IBM on Tuesday announced Watson Analytics, a natural language-based cognitive service designed to provide businesses with instant access to powerful predictive and visual analytics tools.
It runs on desktop PCs and mobile devices.
Some features will be offered to beta testers within 30 days. IBM later this year will offer a variety of Watson Analytics freemium and premium packages.
Watson Analytics offers self-service analytics including data refinement and data warehousing services.
It automates data preparation, predictive analysis, and visual storytelling for business professionals in data-intensive areas such as marketing, sales, operations, finance and human resources.
“Watson allows companies to get the benefits from their data more quickly and effectively with fewer skills,” Rob Enderle, principal analyst at the Enderle Group, told the E-Commerce Times. “I think we’ll see a lot of market positions shift once this offering matures.”

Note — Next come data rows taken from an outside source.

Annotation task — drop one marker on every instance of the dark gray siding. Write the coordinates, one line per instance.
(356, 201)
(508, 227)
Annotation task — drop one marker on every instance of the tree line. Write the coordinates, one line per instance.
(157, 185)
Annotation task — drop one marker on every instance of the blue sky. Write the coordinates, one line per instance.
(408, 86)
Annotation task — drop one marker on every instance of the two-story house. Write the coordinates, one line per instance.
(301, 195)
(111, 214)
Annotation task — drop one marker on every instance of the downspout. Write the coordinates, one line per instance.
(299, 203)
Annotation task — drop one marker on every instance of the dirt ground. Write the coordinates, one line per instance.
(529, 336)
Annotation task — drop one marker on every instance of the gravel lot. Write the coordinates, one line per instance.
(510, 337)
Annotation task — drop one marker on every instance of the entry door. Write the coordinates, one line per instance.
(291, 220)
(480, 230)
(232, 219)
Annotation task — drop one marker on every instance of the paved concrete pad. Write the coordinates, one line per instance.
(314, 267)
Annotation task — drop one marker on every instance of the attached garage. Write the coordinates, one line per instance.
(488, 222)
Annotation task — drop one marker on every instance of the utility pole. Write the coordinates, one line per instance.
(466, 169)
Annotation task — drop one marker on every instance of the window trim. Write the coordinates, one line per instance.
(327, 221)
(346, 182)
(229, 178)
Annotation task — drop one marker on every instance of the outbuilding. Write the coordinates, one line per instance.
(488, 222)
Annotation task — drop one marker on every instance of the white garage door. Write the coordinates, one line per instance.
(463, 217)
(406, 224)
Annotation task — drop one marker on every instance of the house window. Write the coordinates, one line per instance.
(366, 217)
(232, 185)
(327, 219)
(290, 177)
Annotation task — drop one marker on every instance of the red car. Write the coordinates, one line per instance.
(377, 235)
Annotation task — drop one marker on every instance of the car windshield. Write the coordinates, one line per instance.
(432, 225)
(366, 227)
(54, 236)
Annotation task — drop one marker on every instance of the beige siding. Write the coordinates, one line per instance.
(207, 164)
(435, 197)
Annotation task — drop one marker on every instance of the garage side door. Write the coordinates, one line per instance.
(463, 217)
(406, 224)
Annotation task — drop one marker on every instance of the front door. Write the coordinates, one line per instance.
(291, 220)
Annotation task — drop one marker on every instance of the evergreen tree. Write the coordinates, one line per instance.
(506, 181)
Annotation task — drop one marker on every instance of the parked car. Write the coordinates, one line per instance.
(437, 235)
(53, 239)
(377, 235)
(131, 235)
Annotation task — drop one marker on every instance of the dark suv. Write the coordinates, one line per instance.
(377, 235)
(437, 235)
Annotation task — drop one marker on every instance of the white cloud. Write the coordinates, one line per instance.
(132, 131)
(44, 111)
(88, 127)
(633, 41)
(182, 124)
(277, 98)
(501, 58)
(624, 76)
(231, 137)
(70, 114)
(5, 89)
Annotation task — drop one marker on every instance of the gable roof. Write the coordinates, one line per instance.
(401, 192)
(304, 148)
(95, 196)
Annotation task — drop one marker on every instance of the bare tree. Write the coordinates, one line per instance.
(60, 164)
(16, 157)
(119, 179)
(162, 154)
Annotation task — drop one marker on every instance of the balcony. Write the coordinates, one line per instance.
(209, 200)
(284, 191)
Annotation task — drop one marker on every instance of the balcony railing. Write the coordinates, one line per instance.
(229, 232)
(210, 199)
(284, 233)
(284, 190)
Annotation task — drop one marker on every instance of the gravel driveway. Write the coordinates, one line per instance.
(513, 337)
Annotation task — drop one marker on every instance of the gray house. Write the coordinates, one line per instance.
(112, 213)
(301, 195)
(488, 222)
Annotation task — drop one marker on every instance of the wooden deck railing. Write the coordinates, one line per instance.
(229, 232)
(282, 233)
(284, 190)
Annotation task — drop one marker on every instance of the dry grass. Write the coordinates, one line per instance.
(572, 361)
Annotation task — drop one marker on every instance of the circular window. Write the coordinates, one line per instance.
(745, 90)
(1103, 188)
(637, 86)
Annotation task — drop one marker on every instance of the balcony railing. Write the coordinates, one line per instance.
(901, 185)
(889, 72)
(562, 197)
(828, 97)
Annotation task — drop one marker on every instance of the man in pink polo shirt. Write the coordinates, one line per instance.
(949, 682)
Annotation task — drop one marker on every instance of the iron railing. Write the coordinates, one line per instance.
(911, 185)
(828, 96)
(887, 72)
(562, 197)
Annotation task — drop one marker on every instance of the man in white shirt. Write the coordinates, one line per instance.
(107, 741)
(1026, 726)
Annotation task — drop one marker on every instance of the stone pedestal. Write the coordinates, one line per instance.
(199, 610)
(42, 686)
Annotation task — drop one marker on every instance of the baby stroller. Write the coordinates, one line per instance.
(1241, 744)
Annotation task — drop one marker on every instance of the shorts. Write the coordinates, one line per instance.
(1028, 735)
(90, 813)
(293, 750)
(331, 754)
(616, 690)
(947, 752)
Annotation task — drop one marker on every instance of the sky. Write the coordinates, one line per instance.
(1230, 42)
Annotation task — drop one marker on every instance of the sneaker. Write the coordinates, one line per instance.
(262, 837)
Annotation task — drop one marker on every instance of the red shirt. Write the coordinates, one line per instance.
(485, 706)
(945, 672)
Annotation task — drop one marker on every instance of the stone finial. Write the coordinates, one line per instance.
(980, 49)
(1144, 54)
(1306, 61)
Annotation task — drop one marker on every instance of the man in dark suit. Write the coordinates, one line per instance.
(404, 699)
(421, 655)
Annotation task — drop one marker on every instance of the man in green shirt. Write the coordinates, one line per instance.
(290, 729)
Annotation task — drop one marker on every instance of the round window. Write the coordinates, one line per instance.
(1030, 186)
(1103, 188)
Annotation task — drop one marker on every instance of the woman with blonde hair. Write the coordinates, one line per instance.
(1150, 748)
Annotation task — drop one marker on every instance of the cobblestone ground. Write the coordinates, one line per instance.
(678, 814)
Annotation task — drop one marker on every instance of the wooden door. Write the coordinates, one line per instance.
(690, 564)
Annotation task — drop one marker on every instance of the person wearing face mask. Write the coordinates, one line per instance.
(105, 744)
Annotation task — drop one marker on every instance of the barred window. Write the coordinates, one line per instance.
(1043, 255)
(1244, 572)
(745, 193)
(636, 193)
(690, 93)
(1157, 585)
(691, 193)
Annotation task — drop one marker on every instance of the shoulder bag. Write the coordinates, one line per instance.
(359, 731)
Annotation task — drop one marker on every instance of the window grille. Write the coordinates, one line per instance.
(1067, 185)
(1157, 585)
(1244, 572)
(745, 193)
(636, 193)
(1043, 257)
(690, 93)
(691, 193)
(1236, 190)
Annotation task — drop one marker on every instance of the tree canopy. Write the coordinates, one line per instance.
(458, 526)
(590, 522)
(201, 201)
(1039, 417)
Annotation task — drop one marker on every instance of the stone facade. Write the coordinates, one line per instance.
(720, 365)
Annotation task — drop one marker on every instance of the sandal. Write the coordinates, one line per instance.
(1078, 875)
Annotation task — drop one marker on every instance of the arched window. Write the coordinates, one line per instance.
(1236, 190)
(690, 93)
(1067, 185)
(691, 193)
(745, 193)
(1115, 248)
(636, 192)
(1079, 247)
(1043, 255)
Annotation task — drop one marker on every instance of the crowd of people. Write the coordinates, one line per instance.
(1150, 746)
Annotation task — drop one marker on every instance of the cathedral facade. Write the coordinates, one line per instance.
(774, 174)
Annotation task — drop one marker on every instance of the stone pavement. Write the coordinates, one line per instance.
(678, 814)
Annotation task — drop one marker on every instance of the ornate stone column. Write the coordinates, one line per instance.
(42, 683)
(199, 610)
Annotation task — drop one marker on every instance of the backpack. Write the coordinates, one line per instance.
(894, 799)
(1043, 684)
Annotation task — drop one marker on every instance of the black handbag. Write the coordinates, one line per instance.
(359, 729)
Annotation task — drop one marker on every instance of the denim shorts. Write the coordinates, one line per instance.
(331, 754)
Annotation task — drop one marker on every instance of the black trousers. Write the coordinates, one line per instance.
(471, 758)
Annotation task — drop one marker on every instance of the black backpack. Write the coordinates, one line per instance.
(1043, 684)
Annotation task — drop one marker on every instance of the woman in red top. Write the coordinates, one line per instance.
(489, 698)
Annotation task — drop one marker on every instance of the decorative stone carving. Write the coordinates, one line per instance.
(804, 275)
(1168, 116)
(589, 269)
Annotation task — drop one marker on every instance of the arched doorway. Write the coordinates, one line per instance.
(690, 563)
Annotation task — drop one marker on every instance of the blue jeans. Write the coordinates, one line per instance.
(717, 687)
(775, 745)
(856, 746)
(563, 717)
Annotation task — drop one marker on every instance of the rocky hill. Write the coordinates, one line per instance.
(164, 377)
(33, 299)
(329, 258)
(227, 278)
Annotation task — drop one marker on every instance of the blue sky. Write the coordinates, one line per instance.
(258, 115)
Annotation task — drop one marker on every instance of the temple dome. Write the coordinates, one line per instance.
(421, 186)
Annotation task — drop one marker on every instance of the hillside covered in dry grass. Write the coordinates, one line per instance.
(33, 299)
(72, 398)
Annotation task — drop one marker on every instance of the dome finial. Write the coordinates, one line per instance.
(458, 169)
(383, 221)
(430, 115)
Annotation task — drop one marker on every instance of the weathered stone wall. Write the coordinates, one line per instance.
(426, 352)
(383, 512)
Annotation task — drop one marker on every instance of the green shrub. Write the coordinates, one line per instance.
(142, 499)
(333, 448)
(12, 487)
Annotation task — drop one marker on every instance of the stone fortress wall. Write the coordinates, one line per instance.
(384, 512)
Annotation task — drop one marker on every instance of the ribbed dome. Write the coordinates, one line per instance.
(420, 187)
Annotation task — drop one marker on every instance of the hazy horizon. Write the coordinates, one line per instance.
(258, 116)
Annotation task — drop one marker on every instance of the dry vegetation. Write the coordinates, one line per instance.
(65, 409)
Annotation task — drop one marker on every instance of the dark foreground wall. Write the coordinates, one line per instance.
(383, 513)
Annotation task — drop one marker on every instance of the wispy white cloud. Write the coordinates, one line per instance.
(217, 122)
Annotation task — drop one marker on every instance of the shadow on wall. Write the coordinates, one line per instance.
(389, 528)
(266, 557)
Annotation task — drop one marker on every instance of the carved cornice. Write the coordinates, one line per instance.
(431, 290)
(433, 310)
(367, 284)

Elementary, My Dear Fellow
Three key innovations let users more easily engage in advanced analytics, said IBM.
Watson Analytics seamlessly brings together various self-service enterprise data and analytics capabilities on the cloud; it uses predictive analytics to bring up key relevant facts and uncover unexpected patterns and relationships; and its use of natural language makes it user-friendly.
“The goal for IBM is to enable and encourage the use of sophisticated analytics while lowering the technical barriers,” Charles King, principal analyst at Pund-IT, told the E-Commerce Times.
At best, Watson Analytics “will provide executives greater insight into their organizations and provide the background information necessary to fine-tune processes and strategies, helping ensure greater success,” he said.
Watson Analytics reportedly can take in data from various back ends, including Google Docs, Oracle, Box and Salesforce.
“If executives can’t use tools because they are difficult, the tools are worthless,” Enderle noted. “Watson is the only platform designed from the ground up to be a tool executives could use, because it’s intelligent.”
Killing Competitors by the Numbers
Competitors such as Oracle and SAP, which offer their own business analytics features, may be at a disadvantage, Enderle said, because Watson’s natural language feature “suggests faster time to benefit and a far less daunting learning curve, so the quality of the result should be higher.”
Watson also “creates a relatively high bar for smaller players that can’t fund their projects to IBM levels,” Enderle pointed out, such as Splunk and Birst.
Salesforce reportedly is planning its own business analytics tool, but Watson “will make Salesforce’s coming platform obsolete if [it’s] as successful as I think it will be,” Enderle predicted.
Mobile devs may have responded to IBM’s February call to create apps for Watson Analytics.
The tool also will play off IBM’s partnership with Apple, announced in July, which will see Big Blue pushing iDevices into the enterprise.
Organizations that adopt Apple products going forward will benefit from having more enterprise-ready apps available, Jeff Orr, a practice director at ABI Research, told the E-Commerce Times.
Possible Issues With Watson Analytics
Users of Watson Analytics may not save as much on scut work as IBM promises.
Data prep takes 60-80 percent of the time involved in data mining. However, that’s not necessarily true for advanced analytics, which rarely needs the full spectrum of data prep, as that might reduce the data’s analytic value.
Further, the querying and analysis process may not go as well as depicted.
“Being able to take a brand new set of data, put it into the analytics tool, and launch queries against it is a huge piece of magic,” Orr said. “I’m a little skeptical, because my experiences have not been that smooth.”
Watson Analytics “is likely going to be an incremental tool,” he suggested, “that requires people who know what types of questions to ask and how to phrase them.”